I've been painting in the streets for 12 years. In 2015, during a residency in Barcelona, I started using the traditional Azulejos ceramic design that we often see in Spain, Portugal, and Maghreb in my work. I started including these colored patterns in my murals, and it became my trademark as a street artist. This led me to great interest and study of traditional crafts of different cultures around the world and their symbols. I searched for a way to link traditional arts and crafts to my paintings and urban art.
Carpets are one of the most ancient, visually rich, and meaningful traditional arts that can be found. They are traditionally weaved by women, which is why I chose to represent women's portraits on them.
I kept the idea of painting on a carpet in mind for a year before jumping into it. Thinking about whether it’s possible or not, how to do it, which materials I could use… Then, I finally tried to apply my street art techniques to the carpet as if it was a wall. I painted with spray paint, and it worked perfectly! The face merged into the traditional pattern of the carpet as I used transparency and shading techniques.
Carpets, as well as human portraits, are composed symmetrically. I try to find the magical symmetry between the two elements. I see something truly beautiful in the center medallion of the carpet which often gets positioned in the place of the third eye of the face.

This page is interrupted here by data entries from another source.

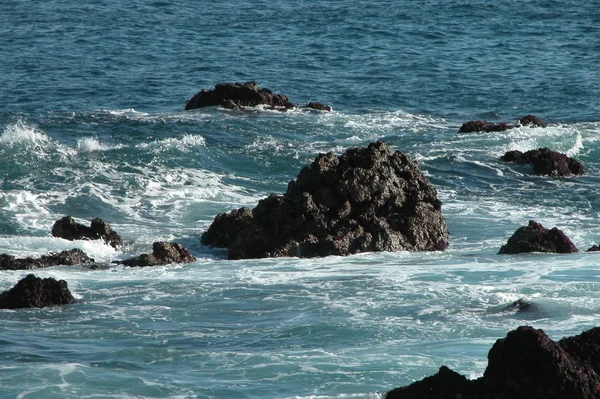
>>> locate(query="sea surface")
[0,0,600,399]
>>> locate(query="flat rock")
[458,115,548,133]
[0,248,95,270]
[202,142,448,259]
[116,241,196,267]
[498,220,578,254]
[52,216,123,248]
[0,274,75,309]
[385,326,600,399]
[500,147,585,177]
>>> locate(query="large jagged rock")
[500,147,585,176]
[52,216,123,248]
[0,274,75,309]
[185,82,295,111]
[385,326,600,399]
[202,142,448,259]
[116,241,196,267]
[0,248,95,270]
[458,115,548,133]
[498,220,578,254]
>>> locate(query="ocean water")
[0,0,600,399]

I consider myself a spiritual person; I meditate and perform a ritual before each piece before entering a flow state of painting. I am not entitled to mistakes as I'm painting directly on a valuable rug—each line and movement has to be perfect.
It results in a great mix of contemporary urban arts with ancient traditional craft and culture. I love this duality: by adding a human element to a traditional carpet, these works touch our deep being, our universal consciousness, they question our cultural identity which is currently cannibalized by standardization and mass culture.